Colombia quoted from the “Cataclysm of Damocles” address by Nobel Prize-winning author Gabriel Garcia Marquez to the Conference on Disarmament in 1986, on the anniversary of the dropping of an atomic bomb on Hiroshima:

“One minute after the last explosion, more than half of the humans would be dead. Dust and smoke from the continents in flames will defeat sunlight, and absolute darkness will reign on the world one more time. Those few human beings who would survive the first horror, and those who had the privilege of safe refuge at three o’clock in the afternoon of that fateful Monday when the big catastrophe took place, would have saved their lives only to die later due to the horrifying memories. In the middle of eternal humidity and everlasting nights, cockroaches will be the only remain of the lives which were once on earth.” 

Now, 28 years after that speech, 35 years after the founding of the Conference on Disarmament and 40 years after the Non-Proliferation Treaty, those words were as poignant as ever, said the Ambassador of Colombia.  The conclusion that we must reach is that the arms race is totally counter to any intelligence.  Given its stalemate, it seemed the Conference on Disarmament was following the same course.  Patience with the paralysis of the disarmament machinery had worn thin.  We must direct our work once and for all to the achievement of complete and irreversible nuclear disarmament. 
The prime task entrusted to the Conference was to protect humankind from atomic deluge.  Colombia said it found hope in the recent message by Secretary-General Ban Ki-moon who reminded that the Conference could not wait until the perfect environment existed in order to make progress in nuclear disarmament.  Colombia supported the establishment of the Informal Working Group and wished the Ambassadors of Ecuador and Australia all success in leading it, concluding that we must do all we could to protect the planet from the apocalypse that Garcia Marquez described.  

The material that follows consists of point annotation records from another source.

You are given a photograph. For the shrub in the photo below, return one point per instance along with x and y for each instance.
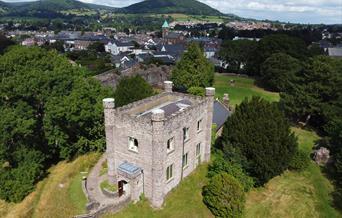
(300, 161)
(260, 131)
(224, 196)
(199, 91)
(221, 165)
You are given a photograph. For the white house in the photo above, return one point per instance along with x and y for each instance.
(118, 47)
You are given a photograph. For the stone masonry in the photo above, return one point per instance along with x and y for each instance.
(165, 137)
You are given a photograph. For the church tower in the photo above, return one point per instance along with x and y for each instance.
(165, 29)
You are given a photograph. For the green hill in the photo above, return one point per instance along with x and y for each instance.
(46, 8)
(190, 7)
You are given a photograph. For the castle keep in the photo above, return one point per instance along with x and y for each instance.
(154, 143)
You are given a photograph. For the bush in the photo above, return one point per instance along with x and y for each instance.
(260, 131)
(300, 161)
(220, 165)
(224, 196)
(199, 91)
(132, 89)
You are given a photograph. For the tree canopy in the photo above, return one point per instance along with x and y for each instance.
(277, 43)
(224, 196)
(193, 70)
(259, 131)
(132, 89)
(316, 94)
(278, 71)
(237, 53)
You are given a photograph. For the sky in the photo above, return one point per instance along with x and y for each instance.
(296, 11)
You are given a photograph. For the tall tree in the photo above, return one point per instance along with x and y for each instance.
(132, 89)
(278, 71)
(237, 53)
(261, 133)
(314, 96)
(278, 43)
(193, 70)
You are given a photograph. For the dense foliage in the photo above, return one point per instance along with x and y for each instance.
(237, 54)
(224, 165)
(278, 43)
(278, 71)
(4, 43)
(262, 135)
(49, 111)
(193, 70)
(132, 89)
(315, 96)
(224, 196)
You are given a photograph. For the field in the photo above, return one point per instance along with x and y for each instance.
(58, 195)
(294, 194)
(243, 88)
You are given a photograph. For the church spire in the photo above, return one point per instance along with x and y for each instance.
(166, 24)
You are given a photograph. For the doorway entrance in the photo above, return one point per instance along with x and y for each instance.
(121, 185)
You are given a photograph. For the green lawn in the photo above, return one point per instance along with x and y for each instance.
(184, 201)
(243, 88)
(109, 187)
(294, 194)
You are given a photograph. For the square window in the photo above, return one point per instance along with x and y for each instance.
(185, 133)
(169, 173)
(185, 160)
(199, 125)
(170, 145)
(198, 149)
(133, 144)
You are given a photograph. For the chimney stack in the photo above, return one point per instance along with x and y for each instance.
(168, 86)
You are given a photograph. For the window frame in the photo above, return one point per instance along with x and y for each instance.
(198, 149)
(199, 125)
(186, 132)
(172, 145)
(169, 173)
(135, 146)
(185, 162)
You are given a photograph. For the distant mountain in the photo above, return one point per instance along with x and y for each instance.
(62, 8)
(46, 8)
(190, 7)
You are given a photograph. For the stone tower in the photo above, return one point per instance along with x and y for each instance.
(165, 29)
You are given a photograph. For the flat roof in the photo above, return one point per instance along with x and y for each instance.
(169, 108)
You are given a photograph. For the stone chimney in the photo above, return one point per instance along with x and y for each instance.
(158, 157)
(225, 100)
(109, 105)
(168, 86)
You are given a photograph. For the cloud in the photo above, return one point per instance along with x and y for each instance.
(299, 11)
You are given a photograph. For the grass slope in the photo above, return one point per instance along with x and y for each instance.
(243, 88)
(50, 199)
(294, 194)
(184, 201)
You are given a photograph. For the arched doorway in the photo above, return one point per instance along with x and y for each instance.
(121, 187)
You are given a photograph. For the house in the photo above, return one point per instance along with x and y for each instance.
(335, 52)
(29, 42)
(154, 143)
(117, 47)
(175, 51)
(171, 37)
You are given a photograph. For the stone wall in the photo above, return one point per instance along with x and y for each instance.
(152, 136)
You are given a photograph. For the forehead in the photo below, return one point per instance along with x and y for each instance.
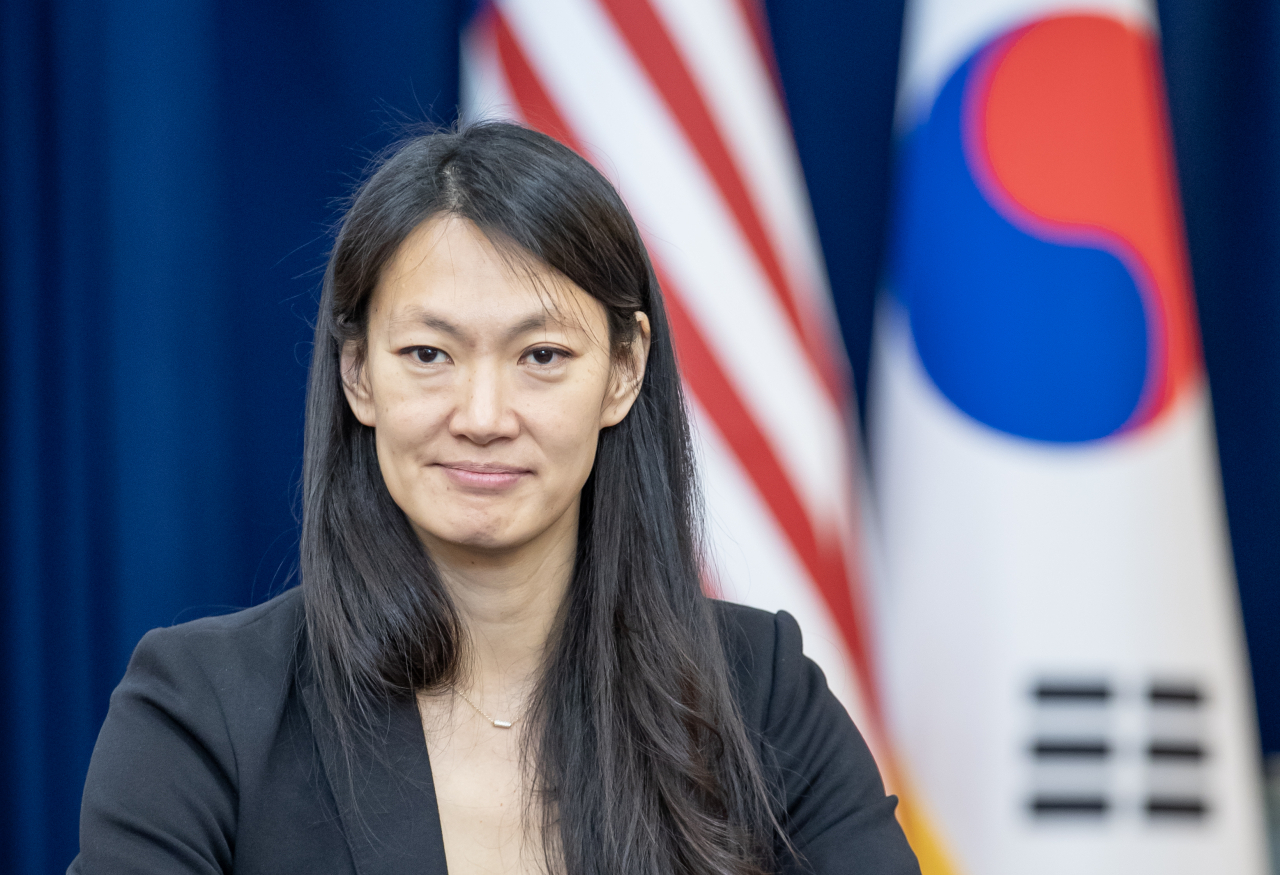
(447, 268)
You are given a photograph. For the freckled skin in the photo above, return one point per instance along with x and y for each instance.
(488, 380)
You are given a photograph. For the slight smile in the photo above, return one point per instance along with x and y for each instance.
(483, 476)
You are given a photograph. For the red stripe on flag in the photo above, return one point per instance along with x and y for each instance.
(650, 44)
(822, 558)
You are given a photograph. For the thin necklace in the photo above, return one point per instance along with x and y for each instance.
(496, 722)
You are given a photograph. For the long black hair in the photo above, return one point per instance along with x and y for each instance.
(638, 750)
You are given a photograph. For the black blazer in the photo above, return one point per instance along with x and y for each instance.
(218, 756)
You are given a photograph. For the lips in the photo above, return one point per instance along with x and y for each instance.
(484, 476)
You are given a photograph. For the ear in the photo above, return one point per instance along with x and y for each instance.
(355, 384)
(627, 376)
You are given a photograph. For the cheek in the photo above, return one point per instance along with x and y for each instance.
(570, 431)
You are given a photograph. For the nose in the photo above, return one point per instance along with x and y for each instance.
(483, 412)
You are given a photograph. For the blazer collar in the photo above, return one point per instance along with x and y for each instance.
(385, 798)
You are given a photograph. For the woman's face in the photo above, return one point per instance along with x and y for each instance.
(488, 383)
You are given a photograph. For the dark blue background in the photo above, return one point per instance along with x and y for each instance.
(168, 175)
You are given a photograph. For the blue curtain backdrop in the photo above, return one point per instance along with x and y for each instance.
(169, 173)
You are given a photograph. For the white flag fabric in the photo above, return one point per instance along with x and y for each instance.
(675, 101)
(1068, 681)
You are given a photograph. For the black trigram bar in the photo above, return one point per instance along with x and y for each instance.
(1175, 693)
(1176, 806)
(1069, 691)
(1175, 750)
(1077, 747)
(1043, 806)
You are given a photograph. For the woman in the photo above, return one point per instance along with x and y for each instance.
(499, 659)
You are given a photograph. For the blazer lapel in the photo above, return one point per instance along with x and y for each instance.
(385, 798)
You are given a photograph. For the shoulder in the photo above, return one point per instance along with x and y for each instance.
(256, 642)
(228, 672)
(763, 650)
(830, 791)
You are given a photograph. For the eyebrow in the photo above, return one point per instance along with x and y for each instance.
(524, 326)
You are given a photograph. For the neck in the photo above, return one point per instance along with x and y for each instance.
(508, 603)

South Africa reiterated that nuclear disarmament remained South Africa’s highest priority.  Nuclear disarmament was an international obligation and a moral imperative.  The continued development of new categories of nuclear weapons and their delivery systems was a clear indication that some countries continued to harbour aspirations for the indefinite retention of those weapons, contrary to their legal obligations and commitments.  It was regrettable that vast public resources were being diverted towards the modernization of nuclear weapons, which was clearly unacceptable and unsustainable in a world where basic human needs could not be met.  Governments should direct much-needed resources towards development assistance in support of the Millennium Development Goals.  South Africa remained supportive of the commencement and conclusion of negotiations in the Conference on a treaty banning fissile material for nuclear weapons or other nuclear explosive devices.  However, a simple “cut-off” treaty would restrict it to future production.  Therefore South Africa believed a fissile material treaty should fulfil both nuclear disarmament and nuclear non-proliferation objectives and be non-discriminatory.  With each passing year it became clearer that the vast majority of Member States were frustrated with the lack of progress in the Conference. 
South Africa supported the re-establishment of the Informal Working Group and the adoption of a Schedule of Activities. It also indicated that the reports of the discussions to be held on each agenda items in accordance with the said Schedule of Activities should be adopted by consensus, rather than being reports of the President.